Als Separator zwischen den einzelnen Beispielen benutze ich bei Aufzählungen von Wörtern oder kurzen Wortgruppen das Komma, gelegentlich untergruppiere ich die mit Semikolon. Wenn es mehrere Sätze in verschiedenen Sprechsituationen sind, finde ich inzwischen den senkrechten Strich = | ganz gut. Der ist besser geeignet als das Semikolon, Punkt und Bindestrich. Semikolon kann aussehen wie 'das Beispiel geht noch weiter', ähnlich wie Punkt ('ein neuer Gedanke wird an den ersten angekoppelt') und Bindestrich ('Sprecherwechsel beim Dialog'), außerdem ist egal, ob nach dem | groß oder klein weitergeschrieben wird, was Vorteile bietet.

.........

Bemerkung am Rande: Ich korrigiere inzwischen ziemlich viel bei einzelnen Beiträgen herum. Jetzt gibt es wieder das Kommentarfeld, gut, aber ich kann nicht jede einzelne Änderung kommentieren, das hält zu sehr auf. Ich finde vieles in OT unpräzise, schief, nicht richtig zusammenpassend, undifferenziert, unausgegoren.
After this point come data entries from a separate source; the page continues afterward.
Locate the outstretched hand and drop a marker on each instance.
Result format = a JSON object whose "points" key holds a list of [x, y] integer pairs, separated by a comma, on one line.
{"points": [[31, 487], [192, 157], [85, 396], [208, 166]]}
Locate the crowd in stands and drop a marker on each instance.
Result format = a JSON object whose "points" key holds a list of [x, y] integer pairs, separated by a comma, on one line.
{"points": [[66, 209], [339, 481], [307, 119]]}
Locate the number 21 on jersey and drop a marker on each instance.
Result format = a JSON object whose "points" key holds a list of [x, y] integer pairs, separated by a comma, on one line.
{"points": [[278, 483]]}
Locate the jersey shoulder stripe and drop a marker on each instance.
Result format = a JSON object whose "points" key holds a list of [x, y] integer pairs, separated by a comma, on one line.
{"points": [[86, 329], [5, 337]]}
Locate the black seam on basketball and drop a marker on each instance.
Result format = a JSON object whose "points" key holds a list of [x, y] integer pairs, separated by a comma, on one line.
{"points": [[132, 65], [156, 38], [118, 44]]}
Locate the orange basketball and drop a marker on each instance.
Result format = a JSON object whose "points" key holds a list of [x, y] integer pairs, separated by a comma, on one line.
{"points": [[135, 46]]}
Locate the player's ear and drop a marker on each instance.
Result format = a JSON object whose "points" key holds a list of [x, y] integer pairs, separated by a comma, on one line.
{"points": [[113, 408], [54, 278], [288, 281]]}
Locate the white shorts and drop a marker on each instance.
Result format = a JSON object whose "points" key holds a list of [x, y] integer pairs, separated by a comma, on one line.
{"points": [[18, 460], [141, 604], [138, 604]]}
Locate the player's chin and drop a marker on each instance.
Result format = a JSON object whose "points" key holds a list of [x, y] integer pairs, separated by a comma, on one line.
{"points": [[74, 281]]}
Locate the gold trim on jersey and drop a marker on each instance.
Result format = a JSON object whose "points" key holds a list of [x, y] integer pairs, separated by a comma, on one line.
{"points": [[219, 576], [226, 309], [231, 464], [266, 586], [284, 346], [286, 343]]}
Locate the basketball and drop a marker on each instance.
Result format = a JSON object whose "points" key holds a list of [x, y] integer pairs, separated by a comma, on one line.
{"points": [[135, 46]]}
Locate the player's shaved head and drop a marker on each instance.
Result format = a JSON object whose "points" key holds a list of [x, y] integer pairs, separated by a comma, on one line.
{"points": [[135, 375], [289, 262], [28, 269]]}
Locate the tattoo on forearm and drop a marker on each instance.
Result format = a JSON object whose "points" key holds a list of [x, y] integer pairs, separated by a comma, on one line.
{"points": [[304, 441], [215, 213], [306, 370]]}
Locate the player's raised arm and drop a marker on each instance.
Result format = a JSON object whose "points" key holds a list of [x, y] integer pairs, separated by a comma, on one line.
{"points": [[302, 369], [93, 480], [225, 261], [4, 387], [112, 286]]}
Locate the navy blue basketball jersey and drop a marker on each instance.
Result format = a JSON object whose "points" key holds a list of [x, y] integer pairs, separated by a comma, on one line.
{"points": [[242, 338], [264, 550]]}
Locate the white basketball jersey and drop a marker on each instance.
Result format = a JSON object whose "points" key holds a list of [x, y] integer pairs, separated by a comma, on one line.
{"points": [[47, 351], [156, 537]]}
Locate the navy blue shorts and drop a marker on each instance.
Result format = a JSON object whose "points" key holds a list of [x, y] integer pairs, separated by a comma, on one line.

Wer meint, dass ich ihm auf die Füße getreten bin, kann ja hier mit mir darüber diskutieren.
Kann eigentlich nur ein Versehen sein, oder weiß irgendwer, was das hier bedeutet:

http://www.openthesaurus.de/synonyme/edit/177 ?
Ich hab so meine liebe Not mit einigem, was ich in OT finde, vieles passt nicht so recht zusammen. Unter anderem bei den Gegenteilen, und ich nehme da jetzt die Sachen raus, die m.E. überhaupt nicht passen. Leider lässt sich das nicht kommentieren, ich hätte in jedem einzelnen Fall eine Begründung abzugeben, damit diese Änderungen nachzuvollziehen sind. Das könnte ich hier im Forum tun, aber meiner Erfahrung nach lesen das diejenigen, die es angeht, sowieso nicht, zumindest seh ich da selten mal ne Reaktion, und es ist auch via Forum zu aufwendig, dazu gibt es einfach zu viel Unpassendes...
Das Beispiel bei 'sich baden in' (siehe http://www.openthesaurus.de/synonyme/edit/31498) passt nicht zum Rest der Gruppe. Die anderen angeführten Beispiele sagen, dass es hier um starke, z.T. auch theatralisch inszenierte Gefühle und Gefühlsäußerungen geht. Oder andersrum: Man kann in Geld baden ('in Geld schwimmen' hätte ich vorgezogen), aber nicht 'vor/in Geld vergehen / zergehen / zerfließen...'. Wohl aber kann man sich in seinem Liebeskummer baden, vor Liebeskummer vergehen / zergehen / zerfließen, in seinem Liebeskummer absaufen oder versinken, und je nachdem, was man da nimmt, passt mal das eine oder andere aus der Serie mehr oder weniger, aber 'in Geld baden' im Sinne von 'mit Geld zugeschüttet werden', so in etwa im Sinne von http://www.openthesaurus.de/synonyme/edit/31499 , ist ne ganz andere Geschichte.
So steht es geschrieben in http://www.openthesaurus.de/synonyme/edit/9424. Ich versteh's nicht, sonst jemand? Beispiel?
Ich hab's schonmal gesagt und ich sag's nochmal: An ein Wort eine ganze Staffel von Gegenteilen zu hängen, die alle auf dieselbe Gruppe verweisen, ist nicht nur optisch irritierend, sondern auch inhaltlich wenig bereichernd. Man kann sich wirklich fragen, ob sowohl Lethargie als auch Apathie, Gleichmut, Teilnahmslosigkeit und Trägheit einen gleich starken Beitrag leisten, um das Profil von 'Temperament' schärfer hervortreten zu lassen, vor allem in Abgrenzung zu den anderen Wörtern der Gruppe. Ich nenne mal aus dem Handgelenk und ohne langes Nachdenken - sonst kämen sicherlich andere Ergebnisse heraus - ein paar andere mögliche 'Gegenteile': Lethargie > Munterkeit - Apathie > Aufgedrehtheit - Gleichmut > Leidenschaftlichkeit - Teilnahmslosigkeit > (innere) Beteiligung, Anteilnahme - Trägheit > Aktivität. Nach meiner Vorstellung gibt es pro Wort genau ein Gegenwort, was in der jeweiligen Gruppe 'den Nagel auf den Kopf' trifft, um den in Rede stehenden Bedeutungsaspekt ins Gegenteil zu verkehren, und das muss 'nur' gefunden werden. Ein ganzer Schwanz von Gegenwörtern, an ein einziges Wort angekoppelt, verwässert das Bedeutungsprofil dieses Wortes und führt zu sehr unschönen Ergebnissen, wenn man nämlich mal die Gegenteile aufruft. Man fragt sich (zumindest ich frage mich), was das soll.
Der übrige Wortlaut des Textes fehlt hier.